Making friends, especially in a new place that I am completely lost in, was overwhelming at the beginning. It was really great that I had one other person in my dorm freshman year who was also from out of state, so neither of us really knew anyone. But there were some moments that I broke out of my shell and went and sat at a table in the dining hall where I knew nobody and just sat and started a conversation with people, which is crazy out of my comfort zone.
There have been little things here and there that I've encountered that have caused minor hardships for me, but I think it all comes down to personal growth and learning experiences. I'm happy that I was able to have the opportunity to be an out-of-state student and explore Phoenix and Arizona.
Q: What’s the best piece of advice you’d give to those still in school?

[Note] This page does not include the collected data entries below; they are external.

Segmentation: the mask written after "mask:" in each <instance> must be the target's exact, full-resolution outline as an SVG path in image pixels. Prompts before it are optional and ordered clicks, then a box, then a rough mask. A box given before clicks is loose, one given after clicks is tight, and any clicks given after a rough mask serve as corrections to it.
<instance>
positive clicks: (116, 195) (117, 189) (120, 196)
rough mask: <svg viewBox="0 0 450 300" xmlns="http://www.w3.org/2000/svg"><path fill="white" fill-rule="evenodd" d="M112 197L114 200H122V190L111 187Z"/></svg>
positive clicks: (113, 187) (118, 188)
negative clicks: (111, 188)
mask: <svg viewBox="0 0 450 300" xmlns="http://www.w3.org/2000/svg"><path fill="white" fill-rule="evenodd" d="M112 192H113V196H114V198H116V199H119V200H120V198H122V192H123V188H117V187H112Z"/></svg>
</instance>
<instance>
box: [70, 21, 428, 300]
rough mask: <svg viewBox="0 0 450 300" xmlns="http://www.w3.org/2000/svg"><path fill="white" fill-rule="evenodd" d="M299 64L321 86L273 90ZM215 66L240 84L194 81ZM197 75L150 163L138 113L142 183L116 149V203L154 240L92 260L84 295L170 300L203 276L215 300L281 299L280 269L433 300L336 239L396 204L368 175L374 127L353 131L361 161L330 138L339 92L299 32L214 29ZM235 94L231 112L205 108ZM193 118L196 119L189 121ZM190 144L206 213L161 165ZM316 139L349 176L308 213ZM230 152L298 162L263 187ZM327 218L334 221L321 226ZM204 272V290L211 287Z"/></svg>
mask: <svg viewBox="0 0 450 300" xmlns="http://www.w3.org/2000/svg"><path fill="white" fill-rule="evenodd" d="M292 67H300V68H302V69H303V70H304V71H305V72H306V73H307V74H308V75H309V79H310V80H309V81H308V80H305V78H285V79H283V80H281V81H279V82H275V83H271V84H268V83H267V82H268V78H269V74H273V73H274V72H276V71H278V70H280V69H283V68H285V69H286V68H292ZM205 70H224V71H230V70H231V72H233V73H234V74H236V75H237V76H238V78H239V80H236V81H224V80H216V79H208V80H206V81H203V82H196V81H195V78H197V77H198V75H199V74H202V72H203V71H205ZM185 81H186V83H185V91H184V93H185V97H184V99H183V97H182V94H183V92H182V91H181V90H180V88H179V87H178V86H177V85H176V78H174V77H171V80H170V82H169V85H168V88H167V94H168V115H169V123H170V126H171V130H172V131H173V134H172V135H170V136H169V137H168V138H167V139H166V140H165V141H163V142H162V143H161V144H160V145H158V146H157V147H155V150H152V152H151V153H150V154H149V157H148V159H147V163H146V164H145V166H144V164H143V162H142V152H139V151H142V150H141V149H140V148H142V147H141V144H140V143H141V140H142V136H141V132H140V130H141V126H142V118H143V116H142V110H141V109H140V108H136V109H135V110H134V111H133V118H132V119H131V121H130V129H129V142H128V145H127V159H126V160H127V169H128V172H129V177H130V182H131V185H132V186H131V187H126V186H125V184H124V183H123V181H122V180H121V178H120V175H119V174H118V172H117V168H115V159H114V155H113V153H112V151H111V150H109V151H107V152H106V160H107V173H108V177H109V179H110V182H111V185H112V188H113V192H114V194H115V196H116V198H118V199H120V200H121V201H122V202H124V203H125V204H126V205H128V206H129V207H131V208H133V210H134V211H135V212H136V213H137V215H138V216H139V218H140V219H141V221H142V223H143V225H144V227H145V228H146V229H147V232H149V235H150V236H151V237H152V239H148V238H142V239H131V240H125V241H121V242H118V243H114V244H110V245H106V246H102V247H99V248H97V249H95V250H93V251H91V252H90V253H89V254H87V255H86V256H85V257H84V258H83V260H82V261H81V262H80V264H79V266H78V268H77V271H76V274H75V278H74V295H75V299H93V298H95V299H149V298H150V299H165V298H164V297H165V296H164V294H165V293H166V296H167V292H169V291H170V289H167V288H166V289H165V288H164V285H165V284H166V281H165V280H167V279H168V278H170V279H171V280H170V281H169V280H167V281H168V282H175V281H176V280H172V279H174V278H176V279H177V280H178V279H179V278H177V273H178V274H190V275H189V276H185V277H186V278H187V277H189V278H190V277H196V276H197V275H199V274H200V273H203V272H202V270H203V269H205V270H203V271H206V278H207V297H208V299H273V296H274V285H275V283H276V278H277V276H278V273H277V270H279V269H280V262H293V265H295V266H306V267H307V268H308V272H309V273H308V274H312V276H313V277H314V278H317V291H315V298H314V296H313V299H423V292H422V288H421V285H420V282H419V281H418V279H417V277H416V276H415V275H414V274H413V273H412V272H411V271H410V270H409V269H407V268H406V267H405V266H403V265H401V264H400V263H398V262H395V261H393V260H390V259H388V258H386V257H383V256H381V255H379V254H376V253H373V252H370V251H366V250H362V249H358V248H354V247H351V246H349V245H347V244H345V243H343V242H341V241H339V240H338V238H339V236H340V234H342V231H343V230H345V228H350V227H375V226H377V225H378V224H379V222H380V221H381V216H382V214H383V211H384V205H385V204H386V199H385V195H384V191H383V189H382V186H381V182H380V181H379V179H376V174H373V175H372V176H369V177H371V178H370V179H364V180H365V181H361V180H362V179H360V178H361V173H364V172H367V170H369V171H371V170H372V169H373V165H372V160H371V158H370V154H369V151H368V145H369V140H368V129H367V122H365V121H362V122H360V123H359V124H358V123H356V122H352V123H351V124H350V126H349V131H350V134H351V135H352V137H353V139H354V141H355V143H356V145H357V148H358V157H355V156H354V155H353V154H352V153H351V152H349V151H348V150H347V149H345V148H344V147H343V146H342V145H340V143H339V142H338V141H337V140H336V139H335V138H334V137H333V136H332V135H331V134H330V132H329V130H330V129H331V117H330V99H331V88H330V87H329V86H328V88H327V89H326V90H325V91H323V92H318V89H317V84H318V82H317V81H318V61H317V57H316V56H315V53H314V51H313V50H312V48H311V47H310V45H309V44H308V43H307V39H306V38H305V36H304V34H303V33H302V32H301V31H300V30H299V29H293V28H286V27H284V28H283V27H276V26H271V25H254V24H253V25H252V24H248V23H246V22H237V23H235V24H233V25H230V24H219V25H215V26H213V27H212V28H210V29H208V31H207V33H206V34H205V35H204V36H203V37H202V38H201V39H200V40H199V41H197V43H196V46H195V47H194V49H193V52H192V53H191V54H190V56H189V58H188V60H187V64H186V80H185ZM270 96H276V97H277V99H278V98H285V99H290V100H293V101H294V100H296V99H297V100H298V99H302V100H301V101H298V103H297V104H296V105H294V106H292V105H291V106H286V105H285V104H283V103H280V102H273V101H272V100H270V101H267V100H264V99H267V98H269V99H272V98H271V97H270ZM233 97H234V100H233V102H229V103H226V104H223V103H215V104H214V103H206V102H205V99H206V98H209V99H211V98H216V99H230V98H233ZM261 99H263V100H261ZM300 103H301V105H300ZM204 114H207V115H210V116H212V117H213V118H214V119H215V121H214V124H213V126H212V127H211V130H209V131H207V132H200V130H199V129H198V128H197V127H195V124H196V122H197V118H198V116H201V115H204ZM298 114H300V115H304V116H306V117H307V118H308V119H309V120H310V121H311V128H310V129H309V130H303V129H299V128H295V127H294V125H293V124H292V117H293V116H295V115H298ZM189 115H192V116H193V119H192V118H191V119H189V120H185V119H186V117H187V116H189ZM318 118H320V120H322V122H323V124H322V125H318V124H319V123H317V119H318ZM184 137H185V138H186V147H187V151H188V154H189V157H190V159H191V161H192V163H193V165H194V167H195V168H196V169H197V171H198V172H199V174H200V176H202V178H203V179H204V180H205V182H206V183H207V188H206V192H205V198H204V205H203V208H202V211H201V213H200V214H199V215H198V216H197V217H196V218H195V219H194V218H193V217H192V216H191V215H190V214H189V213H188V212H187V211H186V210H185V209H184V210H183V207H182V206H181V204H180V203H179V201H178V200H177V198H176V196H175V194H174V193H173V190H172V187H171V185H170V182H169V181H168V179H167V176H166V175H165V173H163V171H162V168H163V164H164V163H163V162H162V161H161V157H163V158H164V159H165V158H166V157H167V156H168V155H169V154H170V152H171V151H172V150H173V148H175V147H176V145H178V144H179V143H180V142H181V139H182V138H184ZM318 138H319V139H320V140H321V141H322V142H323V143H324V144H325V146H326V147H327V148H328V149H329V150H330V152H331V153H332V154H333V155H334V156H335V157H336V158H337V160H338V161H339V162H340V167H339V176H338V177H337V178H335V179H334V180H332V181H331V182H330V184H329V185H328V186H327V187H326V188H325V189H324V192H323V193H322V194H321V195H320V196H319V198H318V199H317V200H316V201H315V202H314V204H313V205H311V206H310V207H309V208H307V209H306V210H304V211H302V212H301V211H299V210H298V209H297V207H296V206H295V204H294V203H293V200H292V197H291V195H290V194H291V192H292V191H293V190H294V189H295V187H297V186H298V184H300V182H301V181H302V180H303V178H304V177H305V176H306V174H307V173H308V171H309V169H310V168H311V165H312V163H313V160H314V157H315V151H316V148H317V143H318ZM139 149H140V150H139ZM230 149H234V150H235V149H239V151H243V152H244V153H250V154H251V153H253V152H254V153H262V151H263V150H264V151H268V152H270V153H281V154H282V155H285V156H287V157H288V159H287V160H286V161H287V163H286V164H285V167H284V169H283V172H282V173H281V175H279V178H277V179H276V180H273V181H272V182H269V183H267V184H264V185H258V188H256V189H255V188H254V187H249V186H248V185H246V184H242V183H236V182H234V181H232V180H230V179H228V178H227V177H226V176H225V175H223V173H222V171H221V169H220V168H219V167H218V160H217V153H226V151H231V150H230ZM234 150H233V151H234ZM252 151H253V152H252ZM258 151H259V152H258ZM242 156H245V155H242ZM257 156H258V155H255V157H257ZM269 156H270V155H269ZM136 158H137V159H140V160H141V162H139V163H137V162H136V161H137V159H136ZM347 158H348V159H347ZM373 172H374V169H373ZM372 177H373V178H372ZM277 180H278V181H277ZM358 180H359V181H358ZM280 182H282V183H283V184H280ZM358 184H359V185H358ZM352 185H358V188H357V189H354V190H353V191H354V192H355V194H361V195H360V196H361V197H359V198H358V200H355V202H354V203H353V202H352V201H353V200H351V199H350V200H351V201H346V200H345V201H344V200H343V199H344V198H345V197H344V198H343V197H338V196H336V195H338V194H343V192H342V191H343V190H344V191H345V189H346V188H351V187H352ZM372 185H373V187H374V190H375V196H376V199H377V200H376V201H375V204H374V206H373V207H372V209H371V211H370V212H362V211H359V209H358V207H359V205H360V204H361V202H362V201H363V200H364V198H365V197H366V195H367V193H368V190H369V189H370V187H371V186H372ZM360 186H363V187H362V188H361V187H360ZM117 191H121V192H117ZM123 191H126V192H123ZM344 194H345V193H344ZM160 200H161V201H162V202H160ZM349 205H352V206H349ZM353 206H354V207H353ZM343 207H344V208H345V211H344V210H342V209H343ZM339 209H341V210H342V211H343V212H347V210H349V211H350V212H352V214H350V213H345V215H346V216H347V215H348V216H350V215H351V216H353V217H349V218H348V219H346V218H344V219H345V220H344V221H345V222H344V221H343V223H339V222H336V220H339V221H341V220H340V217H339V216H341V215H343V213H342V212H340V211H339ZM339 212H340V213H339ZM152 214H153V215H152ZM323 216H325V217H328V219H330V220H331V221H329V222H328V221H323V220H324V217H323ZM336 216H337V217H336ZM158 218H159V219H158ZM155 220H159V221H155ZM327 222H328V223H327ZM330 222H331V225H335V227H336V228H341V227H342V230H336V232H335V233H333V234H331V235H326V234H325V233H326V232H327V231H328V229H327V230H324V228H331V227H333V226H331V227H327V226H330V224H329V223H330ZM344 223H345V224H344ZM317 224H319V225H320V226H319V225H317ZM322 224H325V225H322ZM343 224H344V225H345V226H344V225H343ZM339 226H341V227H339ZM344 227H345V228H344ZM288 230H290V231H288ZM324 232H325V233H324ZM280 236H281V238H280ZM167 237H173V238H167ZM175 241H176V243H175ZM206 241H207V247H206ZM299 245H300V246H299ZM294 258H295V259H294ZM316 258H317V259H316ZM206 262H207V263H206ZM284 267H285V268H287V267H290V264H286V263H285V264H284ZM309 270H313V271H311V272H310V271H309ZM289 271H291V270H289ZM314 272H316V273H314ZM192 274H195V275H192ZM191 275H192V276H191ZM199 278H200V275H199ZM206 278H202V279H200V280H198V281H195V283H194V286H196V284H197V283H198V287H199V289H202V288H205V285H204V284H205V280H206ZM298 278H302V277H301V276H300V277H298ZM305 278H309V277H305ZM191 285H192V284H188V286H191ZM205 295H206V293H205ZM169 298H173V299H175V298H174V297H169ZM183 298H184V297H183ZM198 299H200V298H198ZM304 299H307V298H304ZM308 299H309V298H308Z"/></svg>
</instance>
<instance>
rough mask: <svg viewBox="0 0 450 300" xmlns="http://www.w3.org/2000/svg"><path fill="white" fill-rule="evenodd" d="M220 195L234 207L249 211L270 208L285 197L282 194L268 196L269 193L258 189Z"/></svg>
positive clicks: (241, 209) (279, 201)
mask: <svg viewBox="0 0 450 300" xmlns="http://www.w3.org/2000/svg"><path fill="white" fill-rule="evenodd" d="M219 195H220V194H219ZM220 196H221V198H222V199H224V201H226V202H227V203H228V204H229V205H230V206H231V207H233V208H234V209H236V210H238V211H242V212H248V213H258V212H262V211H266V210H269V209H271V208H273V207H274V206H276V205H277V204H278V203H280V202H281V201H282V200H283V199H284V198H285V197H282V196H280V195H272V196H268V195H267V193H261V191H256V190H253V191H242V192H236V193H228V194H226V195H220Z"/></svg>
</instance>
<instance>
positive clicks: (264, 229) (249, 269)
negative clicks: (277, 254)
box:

A: I would say for those who are still in school, I think that it's really important to find one thing. Just one thing that you really like. School can be overwhelming for everyone, so I think finding one thing throughout your day that you look forward to, or that brings you joy or happiness, no matter how small it is. You also have to be kind to yourself, especially because of the time that we're in now. Go easy on yourself. It's okay to take breaks, it's OK to sleep, it's OK to eat, it's OK to exercise and to take a break and go on a walk.
Q: What are your plans after graduation?
A: My post-graduation plans are still up in the air. I am in the process of applying to a few online graduate school programs for data science. I definitely want to get my master's degree, whether that is this coming fall or semesters out from now. Whether I do a grad program or take a year off to travel or work, I am excited about it.